You should implement the discretized version of the PID control function in student_pid_class.py:

u(t) = K_pe(t_k) + K_i\sum_{i=0}^k e(t_i)\Delta t + K_d\frac{e(t_k)-e(t_{k-1})}{\Delta t} + K K_p, K_i, K_d, K = Constants \; and \; Offset \; Term e(t_k) = Error \; at \; Time \; t_k \Delta t = Time \; Elapsed \; from \; Previous \; Iteration

Notice that there is an extra offset term K added to the control function. This is the base PWM value/throttle command before the three control terms are applied to correct the error in the system.

To tune your PID, set the parameters ( K_p, K_i, K_d, K ) in z_pid.yaml.

To test your PID, run python sim.py on your base station or a department computer but not on your drone, since it requires a graphical user interface to visualize the output. The PID class in student_pid_class.py will automatically be used to control the simulated drone. The up and down arrow keys will change the setpoint, and r resets the simulation.

You will need numpy, matplotlib, and yaml to run the simulation. To install these dependencies, run pip install numpy matplotlib pyyaml.

Write brief answers to all exercises in answers_pid.md.

Problem 1: Implement an Idealized PID

Modified 2019-10-29 by andrewkpeterson

Exercises

  1. Implement the step method to return the constant K . At what value of K does the drone takeoff? Set K to 1300 for the remainder of the questions.
  2. Implement the P term. What happens when K_p is 50? 500? 5000?
  3. Implement the D term. Set K_p to zero. What happens when K_d is 50? 500? 5000?
  4. Now tune K_p and K_d so that the drone comes to a steady hover. Describe the trade-off as you change the ratio of K_p to K_d .
  5. Implement the I term and observe the difference between PD and PID control. What role does the I term play in this system? What happens when K_p and K_d are set to zero?
  6. Implement the reset method and test its behavior. If implemented incorrectly, what problems can you anticipate reset causing?
  7. Finally, tune the constants in your PID controller to the best of your abilities. When the setpoint is moving, the drone should chase the setpoint very closely. When the setpoint is still, the drone should converge exactly at the setpoint and not oscillate. Report your tuning values.

Problem 2: Tuning a PID with Latency

Modified 2018-09-01 by Sophie Yang

Now, we introduce latency! Run the simulation as python sim.py -l 6 to introduce 24 milliseconds of latency (six steps of latency running at 25 hz).

Exercises

  1. Tune the constants in your PID controller to the best of your abilities. The drone should chase the setpoint very closely, but will converge more slowly when the setpoint is still. Report your tuning values.
  2. Compare your tuning values to the values you obtained in problem 1.
  3. Explain the effect of latency on each control term.

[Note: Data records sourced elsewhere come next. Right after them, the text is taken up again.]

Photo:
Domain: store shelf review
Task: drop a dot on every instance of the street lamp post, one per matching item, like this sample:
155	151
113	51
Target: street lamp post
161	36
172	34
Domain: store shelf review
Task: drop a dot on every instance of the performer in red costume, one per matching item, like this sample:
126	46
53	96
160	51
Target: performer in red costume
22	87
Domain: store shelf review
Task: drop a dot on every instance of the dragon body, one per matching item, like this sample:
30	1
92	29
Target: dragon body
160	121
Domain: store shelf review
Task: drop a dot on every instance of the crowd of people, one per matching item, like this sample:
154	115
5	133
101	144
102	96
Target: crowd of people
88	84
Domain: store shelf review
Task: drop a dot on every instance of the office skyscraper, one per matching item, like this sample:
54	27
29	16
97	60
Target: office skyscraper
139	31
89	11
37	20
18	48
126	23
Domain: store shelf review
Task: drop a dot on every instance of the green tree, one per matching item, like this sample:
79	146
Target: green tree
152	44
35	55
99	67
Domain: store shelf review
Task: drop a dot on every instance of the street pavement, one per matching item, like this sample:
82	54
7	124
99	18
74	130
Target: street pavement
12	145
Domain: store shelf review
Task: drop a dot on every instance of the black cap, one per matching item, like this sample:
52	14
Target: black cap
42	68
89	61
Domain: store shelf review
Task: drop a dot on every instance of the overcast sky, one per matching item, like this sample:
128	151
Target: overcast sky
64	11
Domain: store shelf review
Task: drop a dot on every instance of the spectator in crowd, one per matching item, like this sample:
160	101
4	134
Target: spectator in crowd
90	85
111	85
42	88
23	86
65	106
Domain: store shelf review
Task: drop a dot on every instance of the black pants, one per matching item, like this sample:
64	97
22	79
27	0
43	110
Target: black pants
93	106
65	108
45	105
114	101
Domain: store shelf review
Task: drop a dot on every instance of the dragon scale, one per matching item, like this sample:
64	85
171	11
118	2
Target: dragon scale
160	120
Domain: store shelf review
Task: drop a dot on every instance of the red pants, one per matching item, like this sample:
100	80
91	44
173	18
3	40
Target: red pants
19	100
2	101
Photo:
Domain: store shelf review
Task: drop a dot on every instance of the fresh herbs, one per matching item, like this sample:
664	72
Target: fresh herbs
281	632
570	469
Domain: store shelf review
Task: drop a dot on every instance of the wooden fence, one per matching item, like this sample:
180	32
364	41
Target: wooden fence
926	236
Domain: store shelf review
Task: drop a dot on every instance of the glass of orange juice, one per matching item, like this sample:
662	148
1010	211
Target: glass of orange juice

Problem 3: Tuning a PID with Latency, Noise, and Drag

Modified 2018-09-01 by Sophie Yang

In the most realistic mode, you will tune a controller with latency, noise, and a drag coefficient. You can do this with the command line arguments python sim.py -l 3 -n 0.5 -d 0.02 to be most realistic to real-world flight.

Exercises

  1. Tune with these arguments to be as good as possible. Report your tuning values.
  2. Compare your tuning values to the values from problems 1 and 2.

Run python sim.py -h to see the other simulator parameters. We encourage you to experiment with those and observe their effects on your controller.

After you finish this part of the project, make sure that you push the final versions of the files that you modified to your Github repo.